If any other C++ devs aren’t following the github, here’s the discussion we’re having. If steve’s not available, any input is appreciated.
Again, benchmarks were done just on executing stan/math/prim/fun/exp.hpp and the text file is available, and I’m happy to give a walk through. But it may have had a positive effect on final Stan run times, but hard to tell because it’s stochastic. But posting here for exposure to what I’m investigating. But any questions answered are appreciated.
If multithreading prim improves performance, sure. No reason in not threading it. Esp. if it’s something used repetitively in the library then there’s possible combinatorial gains in speed, but this needs to be evaluated more thoroughly.
But the devs are focused on multithreading AD, I think sending different threads per expression tree? If someone wants to elaborate a bit that’s cool.
develop ← drezap:feature/issue-3311-test-thread-tbb-exp
> Looking at the jenkins it seems
Ok, let me check travis CI. I have to change … local software to match so I can reproduce.
> Do you mean the results from the stan build-bot running the performance regression tests?
No, I mean the local benchmarks, only in C++ were objectively faster in suspected cases, using internal print statements. Here, I attached a file, but it's not fun to sift through. There's only one iteration in non-threaded, because we're not scaling, but initially I tried scaling by threads, blocks, dataset size, etc. It's a repeatable experiment.
[benchmarking_multhreading.txt](https://github.com/user-attachments/files/27549456/benchmarking_multhreading.txt). The non-perfect forwarding is faster. I can do more robust tests.
**EDIT:**
And then the benchmarks were run with these scripts, on this branch: `test/unit/math/prim/fun/exp_test.cpp'. But I was modifying the typing, and you can reproduce it via the pushes. If not, I'm down to do a screen share and I can just show you. May be 10-15 minutes.

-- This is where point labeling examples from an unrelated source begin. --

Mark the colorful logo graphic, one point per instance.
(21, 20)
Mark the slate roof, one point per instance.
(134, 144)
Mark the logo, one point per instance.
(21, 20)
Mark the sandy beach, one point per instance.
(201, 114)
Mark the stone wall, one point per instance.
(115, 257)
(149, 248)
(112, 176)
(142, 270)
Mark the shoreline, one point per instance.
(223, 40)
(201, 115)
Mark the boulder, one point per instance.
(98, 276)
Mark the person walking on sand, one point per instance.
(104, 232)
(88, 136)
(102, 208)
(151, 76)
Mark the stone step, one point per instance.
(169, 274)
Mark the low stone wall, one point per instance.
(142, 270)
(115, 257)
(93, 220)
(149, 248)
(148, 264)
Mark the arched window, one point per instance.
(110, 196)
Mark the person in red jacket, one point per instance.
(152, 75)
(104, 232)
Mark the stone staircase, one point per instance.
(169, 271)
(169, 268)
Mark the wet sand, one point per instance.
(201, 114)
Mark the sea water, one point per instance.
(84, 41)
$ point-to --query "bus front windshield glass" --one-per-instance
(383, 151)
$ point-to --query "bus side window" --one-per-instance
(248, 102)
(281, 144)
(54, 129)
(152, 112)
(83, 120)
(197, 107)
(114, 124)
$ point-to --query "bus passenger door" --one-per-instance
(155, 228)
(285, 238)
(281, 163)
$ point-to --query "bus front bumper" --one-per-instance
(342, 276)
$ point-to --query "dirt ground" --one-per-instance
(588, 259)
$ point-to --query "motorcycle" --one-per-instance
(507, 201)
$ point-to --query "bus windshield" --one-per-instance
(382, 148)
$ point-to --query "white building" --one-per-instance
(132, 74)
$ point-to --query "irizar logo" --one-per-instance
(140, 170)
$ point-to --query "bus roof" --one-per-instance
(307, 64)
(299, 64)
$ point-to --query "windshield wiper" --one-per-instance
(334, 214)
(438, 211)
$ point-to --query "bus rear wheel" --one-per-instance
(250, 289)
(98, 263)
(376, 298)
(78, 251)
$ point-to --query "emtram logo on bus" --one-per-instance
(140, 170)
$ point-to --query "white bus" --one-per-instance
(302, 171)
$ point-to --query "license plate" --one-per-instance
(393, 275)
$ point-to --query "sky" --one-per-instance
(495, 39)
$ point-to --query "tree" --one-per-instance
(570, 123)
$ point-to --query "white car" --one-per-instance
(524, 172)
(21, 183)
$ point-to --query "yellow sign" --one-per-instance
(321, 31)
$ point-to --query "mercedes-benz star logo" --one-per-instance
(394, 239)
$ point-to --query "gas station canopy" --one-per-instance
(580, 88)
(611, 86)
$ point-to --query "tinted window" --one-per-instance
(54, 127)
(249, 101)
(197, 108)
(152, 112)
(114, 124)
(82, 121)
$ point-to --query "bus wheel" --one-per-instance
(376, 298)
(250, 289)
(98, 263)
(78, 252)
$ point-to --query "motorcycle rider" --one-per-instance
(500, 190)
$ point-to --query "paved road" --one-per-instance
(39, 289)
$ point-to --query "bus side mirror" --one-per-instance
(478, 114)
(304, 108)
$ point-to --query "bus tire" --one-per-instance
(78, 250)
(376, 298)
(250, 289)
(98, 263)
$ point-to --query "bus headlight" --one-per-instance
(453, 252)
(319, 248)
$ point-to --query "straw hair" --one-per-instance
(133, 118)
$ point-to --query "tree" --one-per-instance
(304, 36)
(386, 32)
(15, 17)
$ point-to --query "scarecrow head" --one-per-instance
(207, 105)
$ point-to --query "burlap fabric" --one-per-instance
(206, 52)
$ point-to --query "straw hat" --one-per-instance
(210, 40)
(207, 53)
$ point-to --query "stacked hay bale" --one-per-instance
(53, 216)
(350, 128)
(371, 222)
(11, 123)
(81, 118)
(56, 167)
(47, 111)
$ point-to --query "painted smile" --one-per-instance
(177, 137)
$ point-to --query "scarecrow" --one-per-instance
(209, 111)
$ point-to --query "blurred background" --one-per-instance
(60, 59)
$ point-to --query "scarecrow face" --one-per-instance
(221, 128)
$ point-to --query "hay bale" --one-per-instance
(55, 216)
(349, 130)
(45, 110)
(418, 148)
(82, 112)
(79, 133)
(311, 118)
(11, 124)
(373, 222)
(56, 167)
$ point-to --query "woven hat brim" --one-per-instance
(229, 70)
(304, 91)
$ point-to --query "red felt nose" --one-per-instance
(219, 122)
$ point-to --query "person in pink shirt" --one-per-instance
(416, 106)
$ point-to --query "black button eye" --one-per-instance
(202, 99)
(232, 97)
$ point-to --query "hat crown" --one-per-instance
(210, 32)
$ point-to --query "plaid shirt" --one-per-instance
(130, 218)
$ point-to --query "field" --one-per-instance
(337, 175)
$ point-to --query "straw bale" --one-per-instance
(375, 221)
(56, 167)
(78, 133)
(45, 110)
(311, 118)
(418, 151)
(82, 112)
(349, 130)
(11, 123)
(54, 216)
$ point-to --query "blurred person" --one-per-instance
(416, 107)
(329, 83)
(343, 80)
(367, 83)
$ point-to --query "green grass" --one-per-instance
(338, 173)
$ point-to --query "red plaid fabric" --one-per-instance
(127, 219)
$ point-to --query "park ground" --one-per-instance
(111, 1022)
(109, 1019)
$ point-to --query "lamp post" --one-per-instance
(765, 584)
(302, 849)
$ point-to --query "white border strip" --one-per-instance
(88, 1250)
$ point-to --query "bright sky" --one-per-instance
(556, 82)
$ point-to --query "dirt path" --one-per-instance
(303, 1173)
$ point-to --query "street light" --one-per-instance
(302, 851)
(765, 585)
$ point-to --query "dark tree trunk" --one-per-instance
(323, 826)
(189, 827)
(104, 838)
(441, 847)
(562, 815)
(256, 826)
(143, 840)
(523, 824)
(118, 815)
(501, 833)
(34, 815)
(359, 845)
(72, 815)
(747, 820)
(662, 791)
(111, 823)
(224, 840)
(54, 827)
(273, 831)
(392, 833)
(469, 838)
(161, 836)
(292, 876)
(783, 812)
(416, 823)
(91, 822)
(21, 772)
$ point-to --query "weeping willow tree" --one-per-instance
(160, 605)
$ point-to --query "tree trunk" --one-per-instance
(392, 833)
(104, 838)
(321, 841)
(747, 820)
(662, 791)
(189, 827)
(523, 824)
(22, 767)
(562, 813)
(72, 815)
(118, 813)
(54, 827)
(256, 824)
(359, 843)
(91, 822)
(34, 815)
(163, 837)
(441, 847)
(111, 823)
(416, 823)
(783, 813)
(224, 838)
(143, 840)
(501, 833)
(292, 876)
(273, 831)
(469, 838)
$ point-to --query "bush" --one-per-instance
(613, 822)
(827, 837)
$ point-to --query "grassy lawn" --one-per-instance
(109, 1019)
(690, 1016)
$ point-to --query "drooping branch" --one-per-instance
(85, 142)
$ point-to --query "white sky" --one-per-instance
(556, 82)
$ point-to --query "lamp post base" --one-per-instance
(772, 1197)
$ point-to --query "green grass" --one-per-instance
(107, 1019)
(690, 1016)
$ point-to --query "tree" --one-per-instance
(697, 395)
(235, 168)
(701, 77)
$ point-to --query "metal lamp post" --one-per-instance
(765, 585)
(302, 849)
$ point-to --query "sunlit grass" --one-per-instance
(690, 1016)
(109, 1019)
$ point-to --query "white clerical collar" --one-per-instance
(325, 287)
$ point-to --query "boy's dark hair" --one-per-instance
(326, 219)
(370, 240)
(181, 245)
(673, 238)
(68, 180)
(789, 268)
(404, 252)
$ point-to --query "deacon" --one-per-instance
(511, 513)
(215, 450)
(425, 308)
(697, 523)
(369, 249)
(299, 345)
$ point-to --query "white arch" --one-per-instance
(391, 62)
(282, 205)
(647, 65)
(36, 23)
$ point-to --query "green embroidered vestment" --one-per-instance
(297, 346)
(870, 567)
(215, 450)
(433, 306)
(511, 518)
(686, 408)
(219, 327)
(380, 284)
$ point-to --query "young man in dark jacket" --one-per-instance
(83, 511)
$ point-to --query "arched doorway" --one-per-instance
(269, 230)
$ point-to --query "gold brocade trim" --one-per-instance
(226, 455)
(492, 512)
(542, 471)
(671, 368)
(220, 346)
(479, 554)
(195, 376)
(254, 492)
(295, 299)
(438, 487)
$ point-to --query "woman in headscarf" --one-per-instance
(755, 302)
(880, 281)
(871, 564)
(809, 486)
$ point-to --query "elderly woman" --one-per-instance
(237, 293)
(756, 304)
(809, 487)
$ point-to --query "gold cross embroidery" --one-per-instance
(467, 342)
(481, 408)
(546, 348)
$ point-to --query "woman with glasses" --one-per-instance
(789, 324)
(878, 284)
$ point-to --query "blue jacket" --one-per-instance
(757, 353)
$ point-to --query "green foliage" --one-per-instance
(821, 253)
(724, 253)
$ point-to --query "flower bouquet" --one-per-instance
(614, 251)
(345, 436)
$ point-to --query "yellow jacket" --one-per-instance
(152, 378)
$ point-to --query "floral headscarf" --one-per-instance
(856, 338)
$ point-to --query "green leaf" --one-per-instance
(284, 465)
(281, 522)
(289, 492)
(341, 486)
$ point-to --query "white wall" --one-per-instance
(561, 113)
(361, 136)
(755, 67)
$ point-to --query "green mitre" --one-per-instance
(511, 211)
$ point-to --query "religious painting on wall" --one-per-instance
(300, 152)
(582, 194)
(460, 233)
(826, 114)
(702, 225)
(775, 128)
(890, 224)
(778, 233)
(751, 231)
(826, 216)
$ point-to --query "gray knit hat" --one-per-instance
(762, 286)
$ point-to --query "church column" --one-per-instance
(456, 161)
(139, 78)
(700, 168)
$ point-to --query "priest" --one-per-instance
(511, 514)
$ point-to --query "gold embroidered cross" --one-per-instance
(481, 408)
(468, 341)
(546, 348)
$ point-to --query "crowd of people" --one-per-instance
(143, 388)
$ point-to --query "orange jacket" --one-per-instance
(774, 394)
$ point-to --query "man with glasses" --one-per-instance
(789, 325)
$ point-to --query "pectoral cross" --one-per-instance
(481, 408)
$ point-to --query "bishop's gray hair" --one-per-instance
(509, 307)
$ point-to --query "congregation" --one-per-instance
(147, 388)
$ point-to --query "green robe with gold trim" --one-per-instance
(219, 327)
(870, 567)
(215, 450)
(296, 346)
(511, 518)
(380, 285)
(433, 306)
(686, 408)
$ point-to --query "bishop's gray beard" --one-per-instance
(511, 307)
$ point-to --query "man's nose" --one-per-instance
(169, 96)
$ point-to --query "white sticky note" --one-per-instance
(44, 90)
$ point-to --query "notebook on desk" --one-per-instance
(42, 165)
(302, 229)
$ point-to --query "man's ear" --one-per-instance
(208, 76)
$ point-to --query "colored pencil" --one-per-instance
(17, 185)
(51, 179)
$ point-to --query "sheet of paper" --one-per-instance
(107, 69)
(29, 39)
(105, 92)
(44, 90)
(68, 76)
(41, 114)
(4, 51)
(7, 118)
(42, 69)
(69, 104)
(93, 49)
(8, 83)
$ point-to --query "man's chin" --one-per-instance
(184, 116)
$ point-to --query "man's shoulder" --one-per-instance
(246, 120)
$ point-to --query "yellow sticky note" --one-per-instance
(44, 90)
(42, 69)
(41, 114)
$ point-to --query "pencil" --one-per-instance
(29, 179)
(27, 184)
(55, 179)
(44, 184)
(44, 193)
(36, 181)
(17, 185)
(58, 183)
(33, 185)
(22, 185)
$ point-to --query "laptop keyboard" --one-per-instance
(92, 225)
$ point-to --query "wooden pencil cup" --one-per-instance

Reading some literature today, this agreed with some my thoughts about speed when distributing and collecting threads. I was looking at, C++ Concurrency in Action: Practical Multithreading, Williams 2012. But when I removed const and passed by reference and added an lvalue instantiation `type &blah = a;` it made it way slower. You guys would probably know. In the last commit, I did an `lvalue` instatiation in with `my_a`, not `const` and then also initialized within the class, within a function, another `lvalue` instantiation, and it made it slower. I think I'm making extra copies somewhere in memory? But commit [6837a62](https://github.com/stan-dev/math/commit/6837a52915f5859e7532dc614a45d27f4eef2426) was the one that was fastest and agreed with some literature. (I.E. too many threads caused a slowdown but with the right amount of threads this was faster, and this also passed all jenkins tests).
> If you are interested in this I would focus on seeing if there are ways you can do parallelism on the reverse mode code. That is a pretty hard problem though that I have not found a nice answer to yet.
Ok, but if concurrency (multithreading) simple stuff adds performance gains, worth adding, add it, if not, I'm not offended.
For reverse mode autodiff, can you give me a more formal project spec in an issue? Then I'll look into it. You're seeing if, given a functions_i, f(.), we can send a different thread through each function to build the expression tree in parallel? So suppose we need to compute derivatives for f(.) and g(.), we want to build two expression trees at once using concurrency? I'm trying to specify the problem more clearly. Perhaps I'm not understanding.
**EDIT: WRT Travis CI:**
https://app.travis-ci.com/github/stan-dev/stan-dev.github.io/builds/259743285
The last updates I'm seeing are from 3 years ago? Am I missing something?